President Rivlin told the delegation that he had the honor of receiving the first ever LGBT delegation to the Knesset 23 years ago. He went on to say that when he was chosen to become president, he happily welcomed a similar delegation of LGBT leaders, and was proud to receive the current delegation in his home.
"I know that you've met people from many different communities and saw many different and beautiful faces in this country. You saw the strength of our democracy, of duality, and of the society. You've seen this country as Jewish and democratic. It's not difficult to convince you all of the fact that there's no disparity between Israel as a Jewish state and Israel as democratic, because democracy in Israel is for every Israeli citizen," the president said.

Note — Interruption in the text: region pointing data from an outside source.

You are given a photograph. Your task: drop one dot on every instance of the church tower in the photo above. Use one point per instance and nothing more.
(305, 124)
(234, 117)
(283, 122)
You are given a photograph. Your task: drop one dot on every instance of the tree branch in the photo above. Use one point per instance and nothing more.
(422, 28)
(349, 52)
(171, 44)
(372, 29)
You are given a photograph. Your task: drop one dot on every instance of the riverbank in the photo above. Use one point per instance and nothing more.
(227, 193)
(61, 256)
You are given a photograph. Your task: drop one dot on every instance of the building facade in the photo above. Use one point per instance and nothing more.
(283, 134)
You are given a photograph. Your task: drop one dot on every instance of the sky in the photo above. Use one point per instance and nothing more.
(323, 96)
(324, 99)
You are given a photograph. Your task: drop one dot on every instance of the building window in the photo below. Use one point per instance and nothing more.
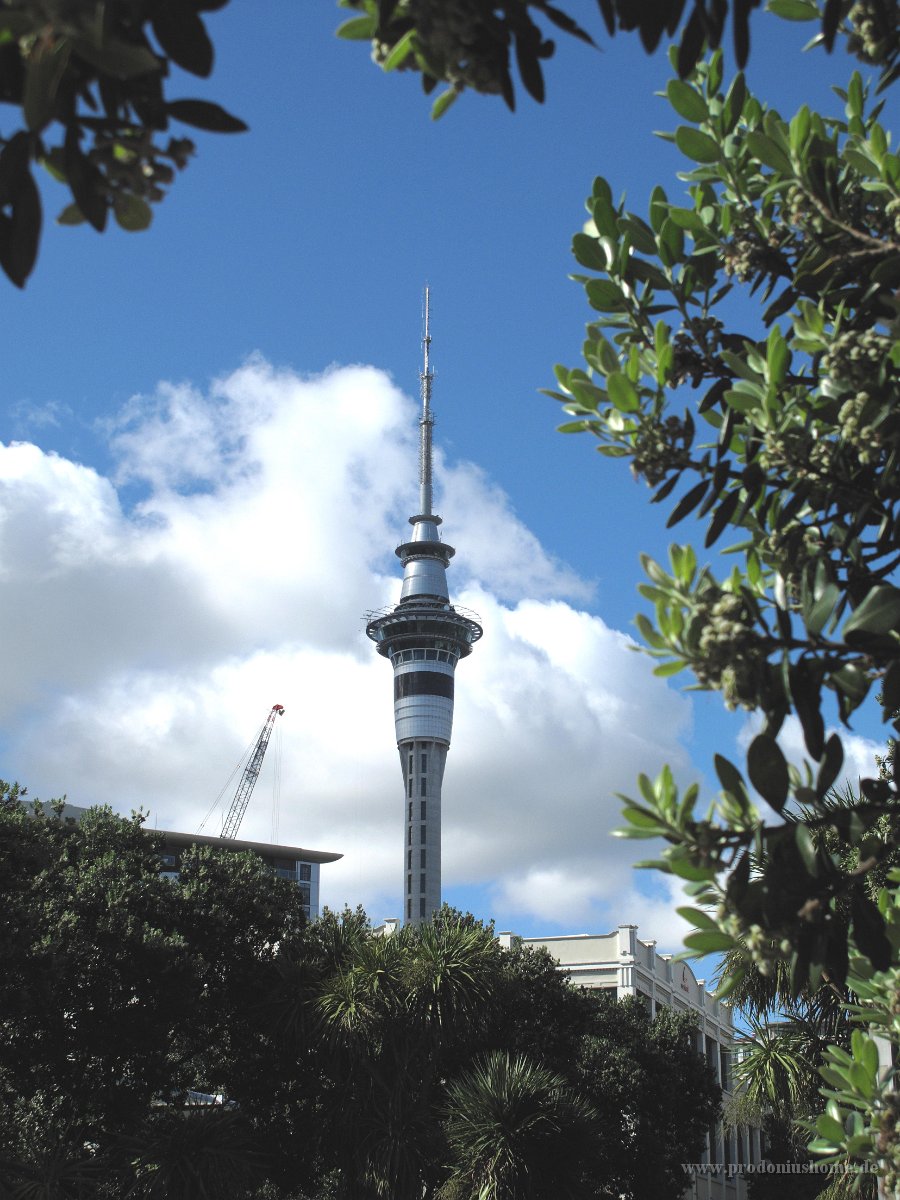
(725, 1063)
(423, 683)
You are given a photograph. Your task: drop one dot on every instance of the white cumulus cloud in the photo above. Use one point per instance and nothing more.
(151, 618)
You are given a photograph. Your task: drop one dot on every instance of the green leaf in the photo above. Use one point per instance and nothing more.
(831, 1129)
(401, 52)
(793, 10)
(879, 613)
(131, 213)
(687, 101)
(696, 145)
(688, 503)
(733, 105)
(443, 102)
(807, 847)
(589, 252)
(71, 215)
(605, 295)
(205, 115)
(709, 941)
(43, 73)
(721, 517)
(730, 777)
(767, 768)
(829, 766)
(120, 59)
(699, 918)
(623, 393)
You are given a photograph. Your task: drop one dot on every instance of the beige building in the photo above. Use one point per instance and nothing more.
(622, 961)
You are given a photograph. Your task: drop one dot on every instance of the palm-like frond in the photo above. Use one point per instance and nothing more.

Rivlin continued, saying "in Israel today, we're dealing with many challenges which are changing the face of Israeli society. We are four equal tribes: seculars, traditionalists, Israeli Arabs, and ultra-Orthodox. Different tribes with different aspirations and different rights. They read different newspapers, live in different cities, and study in different schools. This new reality calls for a new agenda. I hope that this visit will help you to see past the news headlines and see that despite the challenges, Israel is still a lighthouse of democracy and equality in the Middle East and the world."
Kurlander called on President Rivlin to continue to stand with the LGBT community in Israel, to stand for equal rights, and to stand against discrimination.
Another one of the heads of the delegation, Matt Nosanchuk, a high ranking advisor in the US State Department and advisor to the Whitehouse and National Security Council, said that "this trip enabled more than 100 LGBT Jewish-Americans the opportunity to discuss important issues such as religion, pluralism, co-existence and equality, and to highlight the values which we share with (the Israeli LGBT community)."
Dara Papo, an LGBT activist from the US West Coast said, "it's hard to support Israel in many places in the San Francisco Bay area. Despite the fact that I come from a very involved family, I've never been to Israel and never felt comfortable speaking about my support for Israel. This trip helped me to believe in Israel and the way its citizens deal with difficult issues. Through my connections in the US LGBT community and its struggle, I can genuinely say that I feel a lot closer to Israel than I did before."